# 4643
Despite the occasional `Eureka!’ moment, most of our scientific knowledge is gained incrementally, and over months or even years of research. A single case study, such as the one presented below, doesn’t necessarily tell us a whole lot.
But it does provide a puzzle piece. And once you’ve gathered enough pieces, you can then begin to put the puzzle together.
Human H5N1 infections remain rare, with only about 500 recorded over the past dozen or so years. HIV , while more common, affects less than 1% of the global population (although in some countries, that number is as high as 15%).
Accordingly, there have been few opportunities for scientists to observe HIV positive patients with an H5N1 co-infection.
We’ve one such case study out of Vietnam, published today in BMC Infectious Diseases. A hat tip to Tetano on FluTrackers for this link.
Influenza A H5N1 and HIV co-infection: case reportAnnette Fox, Peter Horby, Nguyen Hong Ha, Le Nguyen Minh Hoa, Nguyen Tien Lam, Cameron Simmons, Jeremy Farrar, Nguyen Van Kinh, Heiman Wertheim
BMC Infectious Diseases 2010, 10:167 (14 June 2010)
[Abstract] [Provisional PDF]Background
The role of adaptive immunity in severe influenza is poorly understood. The occurrence of influenza A/H5N1 in a patient with HIV provided a rare opportunity to investigate this.
Case presentation
A 30-year-old male was admitted on day 4 of influenza-like-illness with tachycardia, tachypnea, hypoxemia and bilateral pulmonary infiltrates. Influenza A/H5N1 and HIV tests were positive and the patient was treated with Oseltamivir and broad-spectrum antibiotics. Initially his condition improved coinciding with virus clearance by day 6. He clinically deteriorated as of day 10 with fever recrudescence and increasing neutrophil counts and died on day 16. His admission CD4 count was 100/ul and decreased until virus was cleared. CD8 T cells shifted to a CD27+CD28- phenotype. Plasma chemokine and cytokine levels were similar to those found previously in fatal H5N1.
Conclusions
The course of H5N1 infection was not notably different from other cases. Virus was cleared despite profound CD4 T cell depletion and aberrant CD8 T cell activation but this may have increased susceptibility to a fatal secondary infection.
While the `The course of H5N1 infection was not notably different from other cases’, there were a few surprises along the way.
First, the patient showed some clinical improvement after two days of treatment (including oseltamivir).

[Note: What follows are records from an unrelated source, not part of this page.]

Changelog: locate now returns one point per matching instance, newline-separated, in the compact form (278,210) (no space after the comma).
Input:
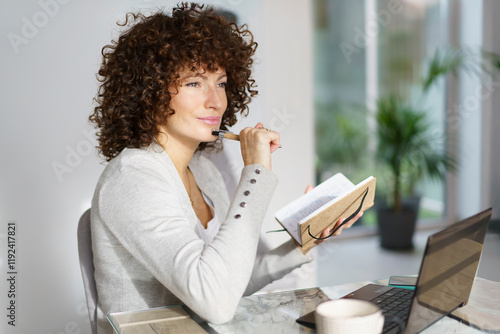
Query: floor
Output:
(359,259)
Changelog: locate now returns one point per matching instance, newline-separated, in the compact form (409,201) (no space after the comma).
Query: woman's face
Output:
(199,103)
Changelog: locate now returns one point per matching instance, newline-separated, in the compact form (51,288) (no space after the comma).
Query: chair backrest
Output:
(87,266)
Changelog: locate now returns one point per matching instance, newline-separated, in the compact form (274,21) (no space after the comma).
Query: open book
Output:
(307,217)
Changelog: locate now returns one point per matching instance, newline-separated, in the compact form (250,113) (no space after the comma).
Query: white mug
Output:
(348,316)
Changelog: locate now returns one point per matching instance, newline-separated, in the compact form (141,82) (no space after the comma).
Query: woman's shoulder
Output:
(138,165)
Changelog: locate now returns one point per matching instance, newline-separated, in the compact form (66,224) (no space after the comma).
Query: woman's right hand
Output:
(257,144)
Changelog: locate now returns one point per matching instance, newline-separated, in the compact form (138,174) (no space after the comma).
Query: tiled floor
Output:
(360,259)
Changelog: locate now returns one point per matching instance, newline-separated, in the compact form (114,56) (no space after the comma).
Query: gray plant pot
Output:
(396,229)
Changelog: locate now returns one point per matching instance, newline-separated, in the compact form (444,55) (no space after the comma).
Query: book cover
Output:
(307,216)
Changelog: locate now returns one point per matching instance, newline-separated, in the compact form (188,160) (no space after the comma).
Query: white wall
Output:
(49,54)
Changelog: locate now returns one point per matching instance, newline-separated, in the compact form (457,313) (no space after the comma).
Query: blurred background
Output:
(326,69)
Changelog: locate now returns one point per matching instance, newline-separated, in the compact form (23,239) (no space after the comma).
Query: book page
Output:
(290,215)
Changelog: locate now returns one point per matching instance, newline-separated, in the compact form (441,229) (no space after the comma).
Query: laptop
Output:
(444,283)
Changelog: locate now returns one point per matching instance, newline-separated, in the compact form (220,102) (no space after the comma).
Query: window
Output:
(364,51)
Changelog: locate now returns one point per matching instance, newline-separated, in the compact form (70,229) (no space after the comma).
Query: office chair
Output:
(87,267)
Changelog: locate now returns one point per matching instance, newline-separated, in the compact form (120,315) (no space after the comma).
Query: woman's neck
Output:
(179,153)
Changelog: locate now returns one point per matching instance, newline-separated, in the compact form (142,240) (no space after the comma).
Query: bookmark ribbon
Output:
(344,222)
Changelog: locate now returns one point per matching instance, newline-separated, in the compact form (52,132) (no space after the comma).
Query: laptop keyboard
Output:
(395,302)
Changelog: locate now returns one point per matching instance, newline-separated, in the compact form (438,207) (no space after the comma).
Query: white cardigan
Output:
(147,248)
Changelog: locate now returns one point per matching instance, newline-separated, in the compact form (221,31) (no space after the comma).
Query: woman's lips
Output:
(211,120)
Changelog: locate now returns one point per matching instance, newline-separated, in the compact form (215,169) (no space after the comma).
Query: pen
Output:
(226,134)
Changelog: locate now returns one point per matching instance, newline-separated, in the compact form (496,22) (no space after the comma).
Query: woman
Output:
(164,231)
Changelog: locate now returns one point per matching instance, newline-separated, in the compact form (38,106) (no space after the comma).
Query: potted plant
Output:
(409,152)
(407,148)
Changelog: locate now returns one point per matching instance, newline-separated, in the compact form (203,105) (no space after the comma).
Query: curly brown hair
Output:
(136,72)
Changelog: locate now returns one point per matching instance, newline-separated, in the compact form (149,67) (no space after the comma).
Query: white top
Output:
(148,251)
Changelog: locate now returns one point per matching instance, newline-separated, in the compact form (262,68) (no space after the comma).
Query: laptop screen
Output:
(448,269)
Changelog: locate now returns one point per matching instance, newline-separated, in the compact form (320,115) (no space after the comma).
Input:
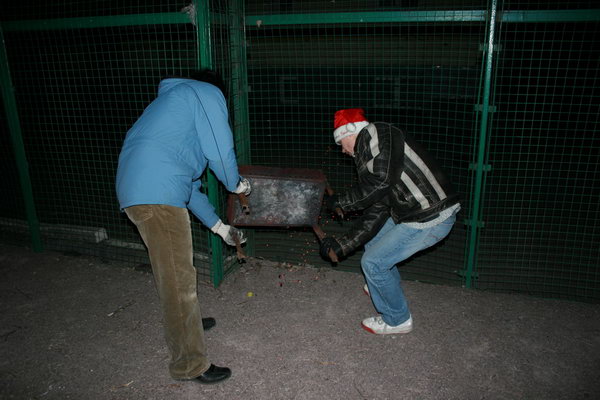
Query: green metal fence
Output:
(505,94)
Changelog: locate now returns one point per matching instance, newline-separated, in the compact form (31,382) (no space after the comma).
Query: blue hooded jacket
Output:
(168,148)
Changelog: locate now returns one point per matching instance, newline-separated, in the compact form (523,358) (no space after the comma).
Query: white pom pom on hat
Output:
(348,122)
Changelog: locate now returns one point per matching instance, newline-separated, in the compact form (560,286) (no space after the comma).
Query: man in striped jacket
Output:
(407,205)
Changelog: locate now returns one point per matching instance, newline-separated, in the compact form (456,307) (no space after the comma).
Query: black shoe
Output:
(214,374)
(208,323)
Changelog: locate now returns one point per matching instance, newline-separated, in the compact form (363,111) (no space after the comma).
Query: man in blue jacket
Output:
(184,130)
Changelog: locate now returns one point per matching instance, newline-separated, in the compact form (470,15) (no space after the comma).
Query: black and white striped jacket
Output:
(397,177)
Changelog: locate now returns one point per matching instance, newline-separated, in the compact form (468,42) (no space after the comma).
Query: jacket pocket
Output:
(139,214)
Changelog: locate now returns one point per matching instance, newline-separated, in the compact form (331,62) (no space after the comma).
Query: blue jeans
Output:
(392,244)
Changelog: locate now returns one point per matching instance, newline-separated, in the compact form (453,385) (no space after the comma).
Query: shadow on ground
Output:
(80,328)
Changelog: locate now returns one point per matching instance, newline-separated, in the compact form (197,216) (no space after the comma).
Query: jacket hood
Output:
(169,83)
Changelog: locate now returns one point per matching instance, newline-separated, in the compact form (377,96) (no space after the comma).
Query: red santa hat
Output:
(348,122)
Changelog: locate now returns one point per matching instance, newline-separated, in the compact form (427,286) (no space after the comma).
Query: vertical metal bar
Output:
(14,126)
(479,165)
(239,78)
(203,39)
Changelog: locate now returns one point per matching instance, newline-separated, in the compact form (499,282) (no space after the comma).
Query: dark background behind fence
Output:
(290,65)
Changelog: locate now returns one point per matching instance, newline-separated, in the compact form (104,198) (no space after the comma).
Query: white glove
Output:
(227,233)
(243,187)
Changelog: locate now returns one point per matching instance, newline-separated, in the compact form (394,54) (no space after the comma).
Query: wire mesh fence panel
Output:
(13,226)
(541,209)
(78,93)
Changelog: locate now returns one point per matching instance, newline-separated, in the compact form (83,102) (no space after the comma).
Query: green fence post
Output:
(239,79)
(480,168)
(14,126)
(204,60)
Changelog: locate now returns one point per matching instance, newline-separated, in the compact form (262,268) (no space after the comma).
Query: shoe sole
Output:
(366,328)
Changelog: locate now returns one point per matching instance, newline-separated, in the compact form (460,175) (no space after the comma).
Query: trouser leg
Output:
(167,234)
(393,244)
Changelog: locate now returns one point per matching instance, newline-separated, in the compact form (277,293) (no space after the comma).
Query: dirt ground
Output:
(76,327)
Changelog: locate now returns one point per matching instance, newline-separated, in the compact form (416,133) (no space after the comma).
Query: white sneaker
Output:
(377,326)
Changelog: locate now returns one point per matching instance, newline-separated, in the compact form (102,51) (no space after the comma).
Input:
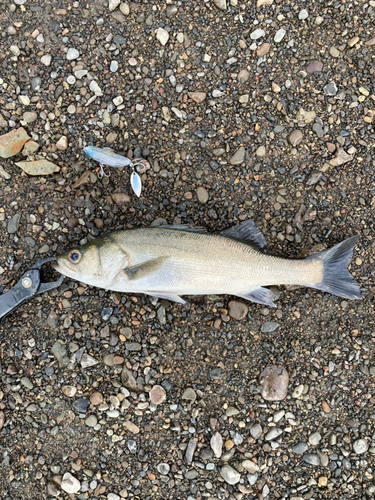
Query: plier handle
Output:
(27,287)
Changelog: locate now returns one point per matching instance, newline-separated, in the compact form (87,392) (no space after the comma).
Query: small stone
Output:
(314,66)
(334,52)
(279,35)
(12,143)
(113,4)
(202,194)
(96,398)
(216,443)
(238,157)
(69,391)
(256,431)
(63,143)
(274,381)
(243,76)
(30,148)
(269,326)
(162,35)
(189,394)
(312,459)
(263,49)
(157,395)
(261,151)
(133,428)
(330,89)
(360,446)
(72,54)
(197,97)
(230,475)
(124,9)
(189,454)
(38,167)
(274,433)
(295,138)
(70,484)
(60,353)
(315,438)
(13,224)
(237,310)
(46,59)
(91,421)
(258,33)
(163,468)
(220,4)
(300,448)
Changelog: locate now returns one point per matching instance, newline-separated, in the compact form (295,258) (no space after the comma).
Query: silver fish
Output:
(170,261)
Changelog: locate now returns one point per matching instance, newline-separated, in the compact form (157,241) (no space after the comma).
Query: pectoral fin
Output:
(145,269)
(260,296)
(167,296)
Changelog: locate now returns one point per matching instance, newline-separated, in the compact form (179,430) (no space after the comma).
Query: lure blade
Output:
(107,157)
(136,183)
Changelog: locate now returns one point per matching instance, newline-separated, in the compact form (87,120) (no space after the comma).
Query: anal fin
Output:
(168,296)
(142,270)
(260,296)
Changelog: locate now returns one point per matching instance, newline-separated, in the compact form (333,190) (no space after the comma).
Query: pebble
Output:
(315,438)
(163,468)
(72,54)
(216,444)
(295,138)
(300,448)
(238,157)
(274,381)
(190,450)
(279,35)
(70,484)
(46,59)
(69,391)
(157,395)
(38,167)
(12,142)
(162,35)
(220,4)
(312,459)
(202,194)
(360,446)
(334,52)
(237,310)
(230,475)
(269,327)
(189,394)
(13,224)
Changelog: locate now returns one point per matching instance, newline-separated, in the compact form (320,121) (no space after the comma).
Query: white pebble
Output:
(72,54)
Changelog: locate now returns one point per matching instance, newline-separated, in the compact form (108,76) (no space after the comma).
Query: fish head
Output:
(96,263)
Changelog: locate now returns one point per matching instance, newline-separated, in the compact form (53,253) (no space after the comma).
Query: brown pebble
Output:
(99,223)
(237,310)
(314,66)
(157,395)
(96,398)
(263,49)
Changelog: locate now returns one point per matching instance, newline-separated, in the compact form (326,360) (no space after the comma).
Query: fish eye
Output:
(75,256)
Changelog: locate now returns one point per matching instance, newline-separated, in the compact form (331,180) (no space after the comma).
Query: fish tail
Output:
(337,279)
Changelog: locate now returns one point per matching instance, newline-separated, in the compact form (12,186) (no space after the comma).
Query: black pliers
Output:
(29,285)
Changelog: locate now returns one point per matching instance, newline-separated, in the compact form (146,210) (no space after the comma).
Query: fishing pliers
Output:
(27,287)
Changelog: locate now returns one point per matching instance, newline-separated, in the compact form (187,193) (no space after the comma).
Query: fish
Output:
(169,262)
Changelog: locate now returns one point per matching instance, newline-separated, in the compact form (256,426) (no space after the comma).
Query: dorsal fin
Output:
(248,233)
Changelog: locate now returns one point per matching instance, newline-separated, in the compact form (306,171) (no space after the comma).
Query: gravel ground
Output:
(242,111)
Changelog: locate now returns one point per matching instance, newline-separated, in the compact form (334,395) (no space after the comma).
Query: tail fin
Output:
(337,280)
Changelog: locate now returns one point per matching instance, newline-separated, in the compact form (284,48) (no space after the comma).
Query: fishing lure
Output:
(105,156)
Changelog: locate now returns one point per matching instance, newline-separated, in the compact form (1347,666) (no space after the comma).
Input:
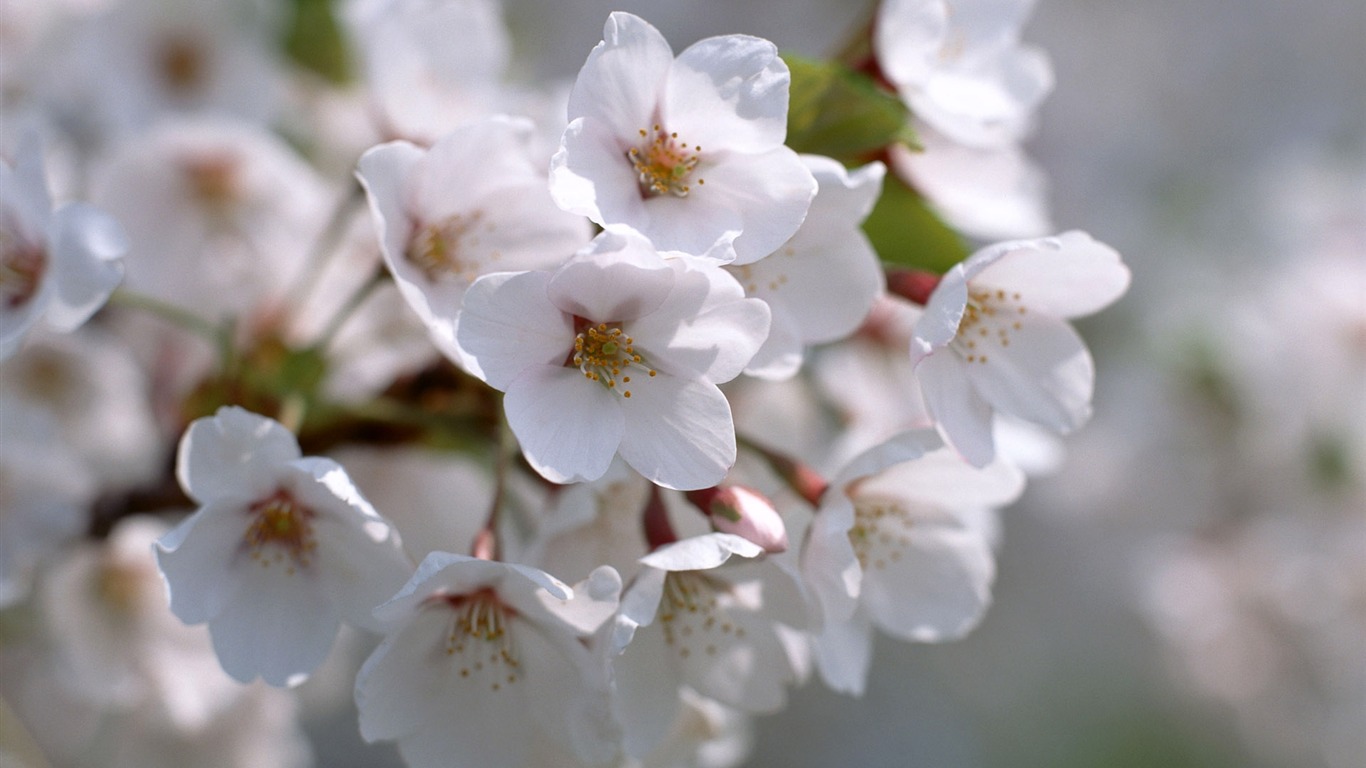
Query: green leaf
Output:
(842,114)
(906,232)
(316,43)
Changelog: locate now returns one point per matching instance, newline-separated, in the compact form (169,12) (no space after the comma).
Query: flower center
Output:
(283,525)
(664,164)
(441,249)
(881,532)
(182,64)
(215,181)
(605,354)
(22,267)
(988,320)
(693,616)
(480,638)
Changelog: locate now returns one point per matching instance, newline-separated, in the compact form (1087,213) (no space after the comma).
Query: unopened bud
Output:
(745,513)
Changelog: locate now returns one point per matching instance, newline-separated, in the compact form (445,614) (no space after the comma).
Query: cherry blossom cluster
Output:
(605,425)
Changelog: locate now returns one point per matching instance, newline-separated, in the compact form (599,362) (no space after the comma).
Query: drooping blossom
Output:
(995,338)
(693,621)
(687,151)
(482,660)
(903,543)
(471,204)
(960,67)
(823,282)
(282,550)
(58,264)
(616,353)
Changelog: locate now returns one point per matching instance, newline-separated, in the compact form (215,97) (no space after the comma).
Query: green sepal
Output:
(840,112)
(314,40)
(906,232)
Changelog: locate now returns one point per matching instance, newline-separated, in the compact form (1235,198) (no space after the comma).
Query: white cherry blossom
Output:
(903,541)
(280,551)
(55,264)
(482,660)
(687,151)
(995,338)
(960,67)
(821,283)
(691,619)
(469,205)
(618,351)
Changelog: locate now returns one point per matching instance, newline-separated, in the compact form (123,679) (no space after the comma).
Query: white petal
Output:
(86,243)
(198,559)
(234,453)
(1066,276)
(943,478)
(399,685)
(963,417)
(771,192)
(701,552)
(939,588)
(728,92)
(943,314)
(705,328)
(508,324)
(844,653)
(590,175)
(619,276)
(623,77)
(279,626)
(678,432)
(909,38)
(1044,376)
(568,427)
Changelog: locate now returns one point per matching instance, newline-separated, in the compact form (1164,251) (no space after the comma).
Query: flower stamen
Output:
(284,524)
(603,353)
(664,164)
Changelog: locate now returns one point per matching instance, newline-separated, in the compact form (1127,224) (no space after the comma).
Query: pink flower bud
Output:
(747,513)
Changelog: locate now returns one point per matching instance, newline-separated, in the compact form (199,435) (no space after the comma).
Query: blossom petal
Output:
(508,324)
(963,417)
(235,453)
(678,432)
(769,190)
(619,276)
(1044,376)
(939,588)
(197,559)
(86,243)
(273,626)
(403,677)
(623,75)
(568,427)
(844,653)
(728,92)
(941,478)
(1071,275)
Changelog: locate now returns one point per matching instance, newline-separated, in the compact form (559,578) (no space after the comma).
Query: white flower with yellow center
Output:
(960,67)
(687,151)
(282,550)
(618,351)
(995,338)
(903,543)
(823,282)
(484,660)
(59,265)
(471,204)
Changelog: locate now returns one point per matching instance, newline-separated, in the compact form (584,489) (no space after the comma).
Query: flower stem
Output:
(349,308)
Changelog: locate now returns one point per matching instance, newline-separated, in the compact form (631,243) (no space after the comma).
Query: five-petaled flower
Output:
(686,151)
(280,551)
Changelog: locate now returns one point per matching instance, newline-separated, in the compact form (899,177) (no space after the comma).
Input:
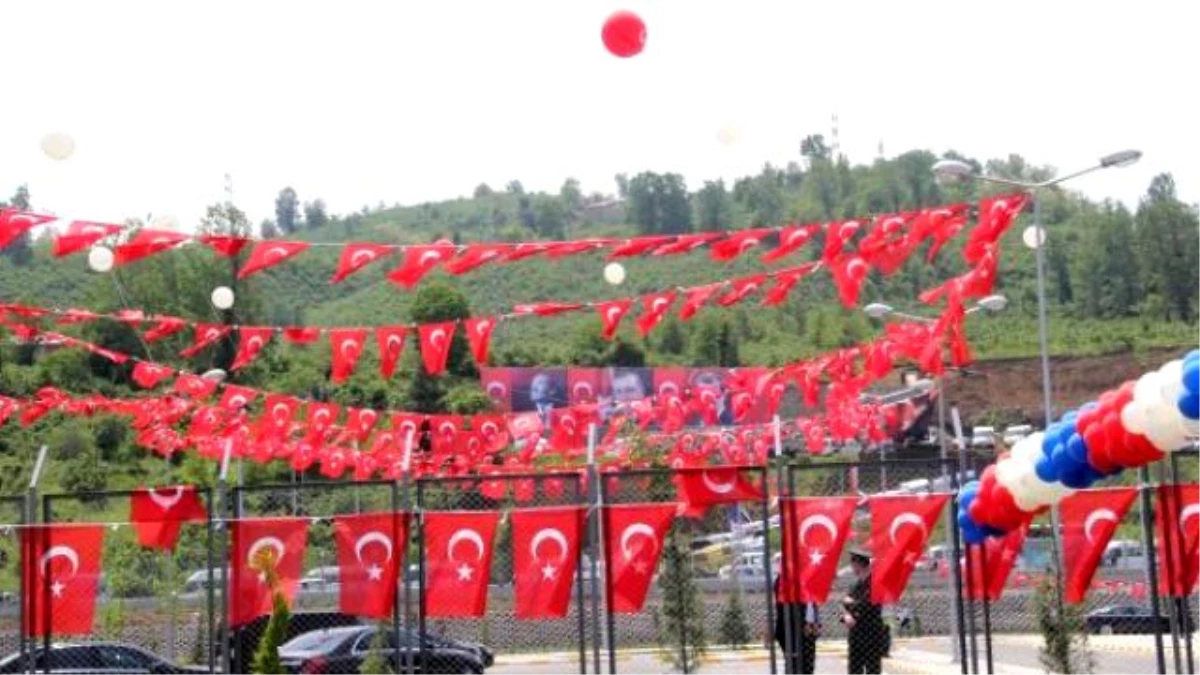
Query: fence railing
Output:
(714,584)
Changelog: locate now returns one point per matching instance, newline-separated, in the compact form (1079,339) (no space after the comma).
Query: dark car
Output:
(245,638)
(342,651)
(1126,619)
(96,658)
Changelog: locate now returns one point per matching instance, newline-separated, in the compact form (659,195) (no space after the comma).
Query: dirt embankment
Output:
(1009,390)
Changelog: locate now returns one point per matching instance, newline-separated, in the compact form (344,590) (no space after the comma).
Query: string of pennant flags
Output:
(886,243)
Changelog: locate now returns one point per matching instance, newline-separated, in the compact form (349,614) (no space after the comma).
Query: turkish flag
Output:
(792,238)
(634,535)
(1001,554)
(277,542)
(1177,537)
(545,556)
(900,527)
(79,236)
(150,375)
(225,244)
(346,347)
(357,256)
(738,243)
(815,531)
(60,568)
(269,254)
(703,488)
(370,556)
(159,513)
(459,561)
(205,334)
(391,346)
(654,308)
(419,261)
(15,223)
(611,314)
(1090,518)
(436,339)
(479,335)
(251,341)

Despite his HIV status, he was apparently able to begin clearing the virus by day 6, much as might be expected in a non-immunocompromised patient.
But the patient’s condition deteriorated around day 10 with relapse of fever, a raised CRP (C-Reactive Protein) level, and neutrophilia (elevated neutrophil white count) – all suggestive of a secondary infection.
Throughout his hospitalization, however, the patient’s lab cultures were negative for bacterial infection, but positive for Candida albicans (and eventually, on 14) Aspergillus fumigatus.
Despite aggressive antibiotic and antifungal treatment, the patient died on day 16 of respiratory and renal failure. A fate, and course of illness, not unlike that which we’ve seen with a great many other H5N1 cases.
It is possible, according to the authors, that the administration of corticosteroids early in this patient’s treatment may have contributed to the development of invasive pulmonary aspergillosis.
The authors conclude with the following (but read the whole report):
In conclusion the course of H5N1 infection in this case was not notably different in the presence of HIV co-infection but it is possible that HIV co-infection and profound CD4 T cell depletion increase susceptibility to secondary infection.
The findings suggest that CD4 T cells may not be required for H5N1 virus clearance.